Münster (epd). „Es ist gut, einen Freund an der Seite zu haben, der uns über schwierige Situationen hinweghilft“, ist in einer Werbeanzeige über die Ordnungspolizei aus den Jahren 1929 -30 zu lesen. Das Leitbild der Polizei als „Freund und Beschützer“ wurde in der Weimarer Republik geprägt und vom Nationalsozialismus für die eigenen Zwecken missbraucht. Die Parole „Die Polizei – Dein Freund und Helfer“ prägte auch das Bild der Ordnungshüter in der Nachkriegszeit.
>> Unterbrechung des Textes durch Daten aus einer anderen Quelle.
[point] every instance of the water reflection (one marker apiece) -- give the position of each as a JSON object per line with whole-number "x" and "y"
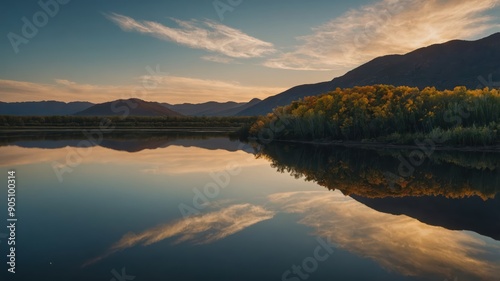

Das ist der Ansatz der bundesweit einmaligen Dauerausstellung „Im Auftrag. Polizei, Verwaltung und Verantwortung“. Erstmalig dokumentiert eine Ausstellung wie Polizisten zwischen 1924 und 1968 von Verfassungsverteidigern zu Verfassungsbrechern und nach dem Kriege zu entschiedenen Leugnern ihrer Taten wurden.
„Von sechs Millionen Juden wurden 15,5 Millionen von der Polizei erschossen. Achtzig Prozent haben die Taten mitgetragen“, sagt Alfons Kenkmann, Leiter der Villa ten Hompel am Donnerstag vor Journalisten. Die uniformierte Polizei beteiligte sich am Holocaust, war in das System des Nationalsozialismus integriert. Freund und Helfer waren sie nur für Menschen, die sich nicht gegen den Nationalsozialismus stellten.
Mit Hilfe von Fotos, persönlichen Briefen, mit Ton- und Filmaufzeichnungen wird gezeigt, wie Polizisten in die besetzten Gebiete Europas gebracht wurden, um zu töten. Auch die Fahrt der Opfer in die Konzentrationslager nimmt ein Raum an: Abgedunkelt und nur die Geräusche von fahrenden Eisenbahnwagen sind zu hören. Dies war auch ein Schlüssel für die unbefriedigende Verfolgung der Taten nach 1945. Wenn Zeugen des Holocausts noch lebten, dann selten in Deutschland. Richter, Staatsanwälte und Kriminalbeamte waren teilweise selbst an den Greueltaten und an der Weiterleitung von Befehlen beteiligt. Sie mussten in ihren eigenen Reihen ermitteln und wurden häufiger als „Christenverfolger“ beschimpft. Die Ausstellung will die häufige Verschleppung der Strafanzeigen und Verfälschung der Archivierungen zeigen. Bemerkenswert war auch das Netzwerk, um vor Strafprozessen die Aussagen abzugleichen und abzustimmen.
Anhand von Beispielen stellen die Ausstellungsmacher Alfons Kenkmann, Martin Hölzel und Christioph Spieker dar, wie Polizisten nach der Kapitulation gelebt und meist in ihrem Beruf als Polizist gearbeitet haben – häufig in ihrer Rolle als Freund und Helfer. Der Gang durch die Ausstellung soll die Basis für weitere Auseinandersetzungen und Konfrontationen bieten. „Mit der Präsentation möchten wir erreichen, dass Polizei exemplarisch als Teil unserer Gesellschaft gesehen wird“, so Historiker Kenkmann.
Zur Ausstellung „Im Auftrag. Polizei, Verwaltung und Verantwortung“ erscheint ein Katalog im Klartext-Verlag, Essen (38,90 DM). Zu sehen ist die Schau dienstags bis freitags von 10.00 bis 16.00 Uhr und sonntags von 14.00 bis 18.00 Uhr.